The views are spectacular -- 360 degrees of White Mountain peaks. We enjoyed a picnic of sandwiches, fruit, red wine and dark chocolate-dipped macaroons at the summit. Nice!
Savannah also had a good time.
Eagle Summit (3,685 ft.)
Much colder, windier, and stark. Eagle Summit is one of the most difficult points on the Yukon Quest sled dog race. Many teams fail here.
At the summit we are above the tree line, but witness two black spruce stragglers loath to give up!
Savannah went crazy on the tundra.
Central, AK.
One of the checkpoints on the Yukon Quest trail. Not much to do here (not even a good cup of coffee). We settled for diet Cokes.

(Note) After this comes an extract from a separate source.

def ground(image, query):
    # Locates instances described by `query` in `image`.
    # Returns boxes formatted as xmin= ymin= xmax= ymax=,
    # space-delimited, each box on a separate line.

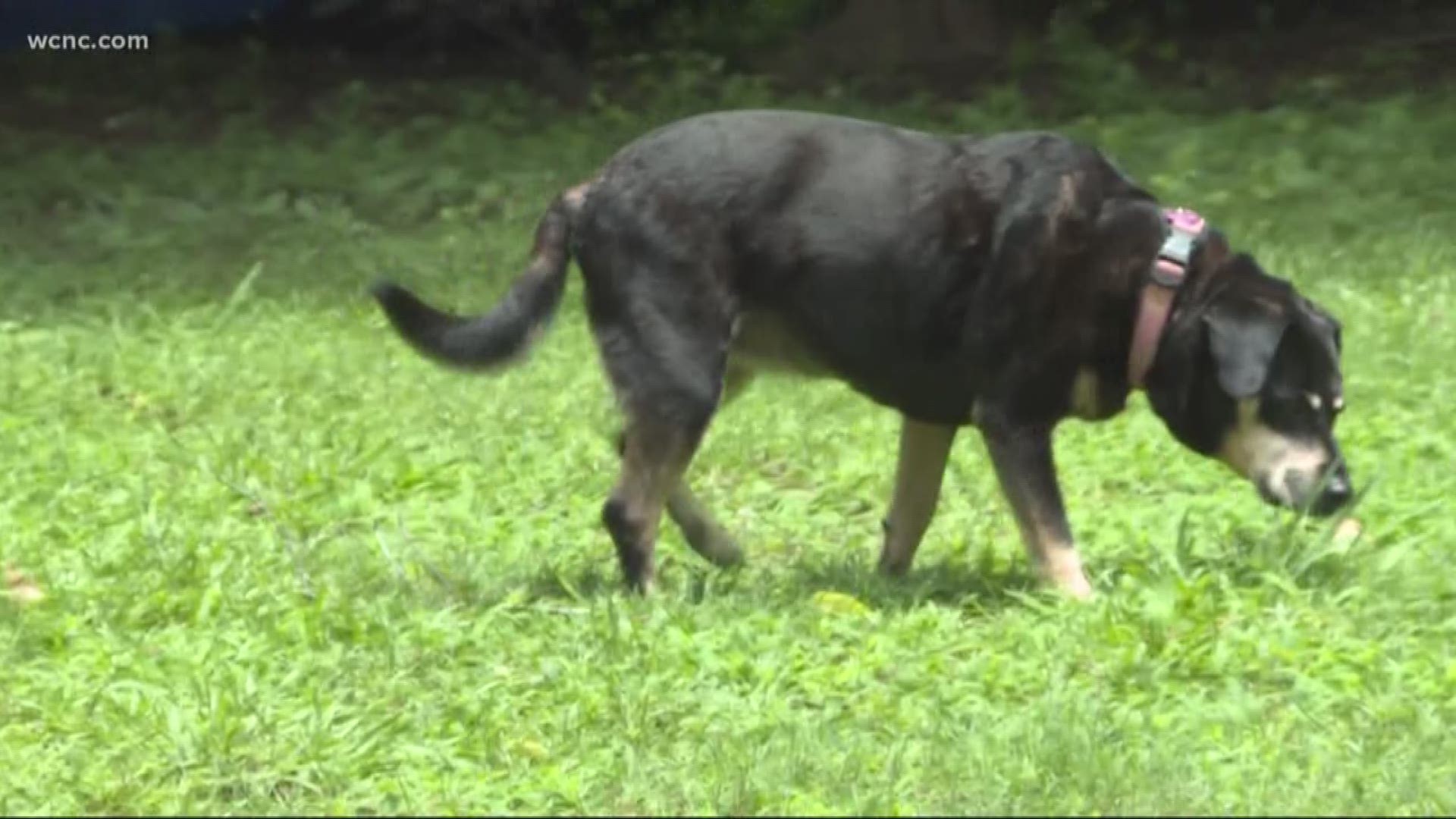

Finally, fireweed and black spruce under an overcast sky on the way back to Fairbanks.
This was not one of the most dramatic of trips I have taken, but the scenery was awesome. Unfortunately, you would need Jeff Jones' photographic equipment to do it justice. We didn't go all the way to Circle as it would have required another 2-hours drive on what the Lonely Planet characterized as possibly ... Alaska's least scenic stretch of road, ... Plus, we both had seen the Yukon River already.
It was a truly beautiful drive, on a beautiful day, and it would be nice to do it again in different seasons.
BTW, I do intend to write to all of you to whom I owe emails!